The unprecedented range of the disruption, has forced carriers to blank significant capacity. However, many believe the prolonged shutdown is just a prelude to an overwhelming surge, and likely capacity shortages, that will materialize once factories are back to full production, fulfilling demand for a still very strong US economy.

Below is an update in China as it stands today:


The Beijing Government is making every effort to restore the international exports by means of resuming cargo production capacity as well as recalling local trucking capability. More factories are returning to, or are close to, production capacity. As of this week, the focus is on bringing the below key manufacturing cities back up to speed. Other China locations are approximately 70% (North & South China Regions) and 90% (Zhejiang Province) operational.

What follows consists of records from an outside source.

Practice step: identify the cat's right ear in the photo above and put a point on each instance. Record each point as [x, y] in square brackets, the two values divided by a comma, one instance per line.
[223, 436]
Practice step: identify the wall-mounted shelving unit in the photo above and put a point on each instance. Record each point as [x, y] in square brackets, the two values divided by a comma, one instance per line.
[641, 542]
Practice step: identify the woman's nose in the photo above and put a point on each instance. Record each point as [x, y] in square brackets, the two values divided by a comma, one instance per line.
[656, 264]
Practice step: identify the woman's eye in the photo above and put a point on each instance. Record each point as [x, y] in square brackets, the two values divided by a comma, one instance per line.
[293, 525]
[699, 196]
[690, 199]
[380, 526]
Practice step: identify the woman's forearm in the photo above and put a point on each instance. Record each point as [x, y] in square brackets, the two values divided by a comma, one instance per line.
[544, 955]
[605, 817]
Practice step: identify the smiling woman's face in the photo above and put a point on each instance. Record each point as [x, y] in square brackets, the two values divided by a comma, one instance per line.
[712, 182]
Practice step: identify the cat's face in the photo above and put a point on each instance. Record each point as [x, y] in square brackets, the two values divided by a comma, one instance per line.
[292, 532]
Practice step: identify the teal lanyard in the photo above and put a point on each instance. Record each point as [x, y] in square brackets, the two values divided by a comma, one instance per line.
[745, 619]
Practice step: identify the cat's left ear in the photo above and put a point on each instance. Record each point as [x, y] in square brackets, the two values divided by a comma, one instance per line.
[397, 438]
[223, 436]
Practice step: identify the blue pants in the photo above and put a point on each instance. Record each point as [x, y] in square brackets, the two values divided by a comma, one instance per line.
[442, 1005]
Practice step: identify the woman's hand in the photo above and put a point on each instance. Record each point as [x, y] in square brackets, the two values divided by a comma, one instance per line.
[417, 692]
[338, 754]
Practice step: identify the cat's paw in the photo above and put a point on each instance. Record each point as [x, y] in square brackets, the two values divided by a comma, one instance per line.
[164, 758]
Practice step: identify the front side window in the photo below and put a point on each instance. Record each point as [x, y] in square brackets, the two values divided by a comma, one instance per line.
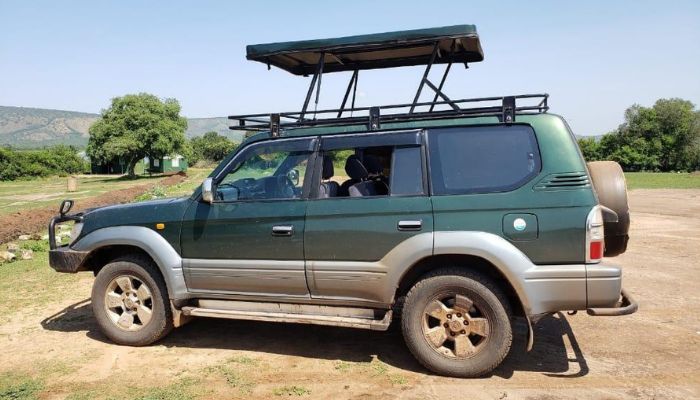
[482, 159]
[266, 173]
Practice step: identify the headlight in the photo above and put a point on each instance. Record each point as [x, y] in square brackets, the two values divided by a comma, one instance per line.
[75, 232]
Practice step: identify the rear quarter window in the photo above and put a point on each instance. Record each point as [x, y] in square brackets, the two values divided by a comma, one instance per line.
[482, 159]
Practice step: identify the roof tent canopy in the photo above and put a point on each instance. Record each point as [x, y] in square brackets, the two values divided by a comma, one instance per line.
[459, 43]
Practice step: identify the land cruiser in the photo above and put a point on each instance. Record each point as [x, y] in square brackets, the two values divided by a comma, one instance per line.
[449, 217]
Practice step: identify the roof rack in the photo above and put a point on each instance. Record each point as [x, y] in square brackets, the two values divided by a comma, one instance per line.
[505, 108]
[444, 45]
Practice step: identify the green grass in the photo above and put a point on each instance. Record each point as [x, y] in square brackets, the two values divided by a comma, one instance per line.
[41, 192]
[291, 391]
[662, 180]
[19, 387]
[31, 283]
[184, 389]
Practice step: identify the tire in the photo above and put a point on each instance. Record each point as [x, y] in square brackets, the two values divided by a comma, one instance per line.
[145, 291]
[609, 182]
[487, 325]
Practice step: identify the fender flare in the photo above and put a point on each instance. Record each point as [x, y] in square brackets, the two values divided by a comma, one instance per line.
[163, 254]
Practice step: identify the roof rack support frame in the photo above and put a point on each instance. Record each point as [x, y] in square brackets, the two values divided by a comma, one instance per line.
[442, 83]
[425, 76]
[351, 84]
[508, 113]
[316, 78]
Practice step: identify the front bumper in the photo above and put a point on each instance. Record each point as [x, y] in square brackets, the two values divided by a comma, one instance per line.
[65, 259]
[596, 288]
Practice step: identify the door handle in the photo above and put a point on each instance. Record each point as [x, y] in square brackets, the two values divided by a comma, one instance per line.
[410, 225]
[282, 230]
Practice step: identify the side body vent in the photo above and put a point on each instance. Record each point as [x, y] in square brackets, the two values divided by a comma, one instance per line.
[563, 181]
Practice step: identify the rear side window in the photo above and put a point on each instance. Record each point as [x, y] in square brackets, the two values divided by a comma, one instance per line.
[482, 159]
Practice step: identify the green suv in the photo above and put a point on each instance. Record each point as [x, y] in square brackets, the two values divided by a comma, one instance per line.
[448, 217]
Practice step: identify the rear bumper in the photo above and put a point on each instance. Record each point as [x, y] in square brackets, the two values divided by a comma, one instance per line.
[625, 306]
[65, 259]
[596, 288]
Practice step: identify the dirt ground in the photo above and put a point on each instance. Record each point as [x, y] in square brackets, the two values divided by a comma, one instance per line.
[654, 353]
[30, 221]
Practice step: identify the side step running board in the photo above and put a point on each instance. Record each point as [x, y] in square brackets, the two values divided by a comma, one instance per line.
[330, 320]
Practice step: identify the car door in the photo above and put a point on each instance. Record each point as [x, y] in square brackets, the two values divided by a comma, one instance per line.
[346, 239]
[249, 240]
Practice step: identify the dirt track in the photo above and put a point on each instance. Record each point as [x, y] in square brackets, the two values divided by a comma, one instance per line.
[32, 220]
[654, 353]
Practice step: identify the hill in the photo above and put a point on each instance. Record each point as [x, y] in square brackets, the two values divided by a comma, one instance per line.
[23, 127]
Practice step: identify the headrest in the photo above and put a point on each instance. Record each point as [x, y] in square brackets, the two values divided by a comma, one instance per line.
[327, 172]
[355, 169]
[374, 167]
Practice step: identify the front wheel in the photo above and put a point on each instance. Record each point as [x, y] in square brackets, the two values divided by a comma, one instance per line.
[130, 302]
[456, 323]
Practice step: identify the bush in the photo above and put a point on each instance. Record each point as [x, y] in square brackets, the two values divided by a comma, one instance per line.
[209, 147]
[58, 160]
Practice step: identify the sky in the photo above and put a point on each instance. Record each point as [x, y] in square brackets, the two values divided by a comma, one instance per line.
[594, 58]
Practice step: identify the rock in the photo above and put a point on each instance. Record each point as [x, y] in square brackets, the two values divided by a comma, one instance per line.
[7, 256]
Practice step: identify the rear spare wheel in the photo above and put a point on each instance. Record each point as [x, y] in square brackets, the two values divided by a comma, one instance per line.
[609, 183]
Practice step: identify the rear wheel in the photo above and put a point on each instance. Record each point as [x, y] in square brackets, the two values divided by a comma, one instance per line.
[456, 323]
[130, 302]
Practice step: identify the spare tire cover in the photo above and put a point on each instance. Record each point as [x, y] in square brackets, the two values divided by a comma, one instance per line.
[609, 183]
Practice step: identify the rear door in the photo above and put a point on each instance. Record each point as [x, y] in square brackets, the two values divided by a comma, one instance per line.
[346, 238]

  • Anhui Province: Bengbu City, Fuyang City
  • Zhejiang Province: Wenzhou City
  • Henan Province: Xinyang City
  • Guangdong Province: Shenzhen City
  • Hunan Province: Yueyang City
  • All Hubei Province

Ocean Operations

  • The normal “slack” season after Chinese New Year is normally 2-3 weeks after the public holiday. With the extended holiday, carriers are expecting this to cover 5-7 weeks this year. Many carriers are reporting they are planning a full recovery by end of March/early April.
  • All port and terminal operations for major China and Hong Kong cities, excluding Wuhan; are normal, with the exception of Liangyungang, where some carriers have diminished supply of forty-foot containers.
  • Some carriers are accepting bookings out of Wuhan, while most continue to suspend service at this time.

Airfreight Operations

  • As expected, the demand for airfreight has increased dramatically. This has prompted a natural increase with rates, with the next round of increases expected Friday, February 28.
  • Passenger flights between the US and China are still operational, but dependent on major Chinese carriers and offering limited air cargo capacity. US domestic carriers continue to suspend flights.
  • Shanghai airport still provides the largest loading capacity and frequency for freight from China to the US.

Trucking Operations

  • The Ningbo Government has released a special program to attract drivers to resume work. The Zhejiang Government is encouraging manufacturers to divert truck drivers from low-risk epidemic areas back to work as soon as possible. Except Hubei and other key epidemic areas, the truck drivers can return to work after a health screening and 14-day isolation is required. Of the 1,700 trucking companies and 20,000 trucks in Ningbo, over 40% have capacity has returned.
  • In Shanghai, 45% of the drivers have returned to work, slowing improving the capacity each day.
  • In Shenzhen, approximately 50% of the trucking capacity has resumed.